Over the course of his tenure as Music Director of the New York Philharmonic, Alan Gilbert has championed new works by outstanding contemporary composers, but he has also conducted many classics of the orchestral repertoire, not least this refreshingly boisterous program of Beethoven and Brahms.
The former’s ‘Emperor’ Concerto opened the evening with Stephen Hough. In the first movement Gilbert evoked the full majesty that this epithet conveys, leading a resolute, martial reading and drawing out rather aggressive playing from the brass. Initially, pianist and conductor needed time to connect, but soon came together to rouse the listener.
Hough’s playing of the intimate and sublime second movement was especially delicate; he brought sensitivity and elegance to his approach without ever becoming cloying, and the performance concluded with a celebratory Finale marked by Hough’s increasingly virtuosic variations, displaying technical agility and a sophisticated capacity to imbue each bar with emotional resonance.
After intermission, Music Academy of the West’s 2017 Zarin Mehta Fellows, ten of the school’s most accomplished students, joined the Philharmonic for a spirited account of Brahms’s Third Symphony. Gilbert chose brisk tempos that limited the music’s sentimental impact, most notably in the melancholy third movement in which Brahms’s languishing lines felt uncomfortably rushed. Gilbert also relied heavily on the brass throughout, often overpowering the strings’ more subdued contributions.
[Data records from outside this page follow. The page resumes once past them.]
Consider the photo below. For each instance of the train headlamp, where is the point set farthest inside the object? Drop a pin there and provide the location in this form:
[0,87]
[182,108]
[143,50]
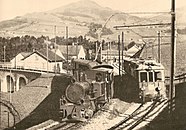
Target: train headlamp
[158,88]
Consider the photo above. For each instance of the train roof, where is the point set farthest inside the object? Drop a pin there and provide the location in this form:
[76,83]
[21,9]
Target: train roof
[141,64]
[90,64]
[104,67]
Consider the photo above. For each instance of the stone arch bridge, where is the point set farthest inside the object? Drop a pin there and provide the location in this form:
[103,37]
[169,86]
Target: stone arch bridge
[12,80]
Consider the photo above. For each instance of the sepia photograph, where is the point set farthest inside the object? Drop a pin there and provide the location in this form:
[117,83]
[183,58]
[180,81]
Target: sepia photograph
[92,65]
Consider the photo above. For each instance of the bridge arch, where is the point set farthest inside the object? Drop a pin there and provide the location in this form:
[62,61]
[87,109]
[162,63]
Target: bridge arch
[10,83]
[12,110]
[21,82]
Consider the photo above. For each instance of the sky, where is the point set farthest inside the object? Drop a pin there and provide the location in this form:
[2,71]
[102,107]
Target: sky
[12,8]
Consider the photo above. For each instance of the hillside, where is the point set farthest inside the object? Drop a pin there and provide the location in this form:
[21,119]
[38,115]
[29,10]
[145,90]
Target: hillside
[77,16]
Fortunately, the woodwinds drew beautifully rich harmonies in the idyllic second movement, and the evening culminated in a vivid rendition of the stormy Finale. Gilbert at his best, conjuring a churning tempest from the musicians that grew in intensity until a stirring climax was reached. But as quickly as it rose, the tide ebbed away with Gilbert conjuring gentle grace for the Symphony’s luminous conclusion.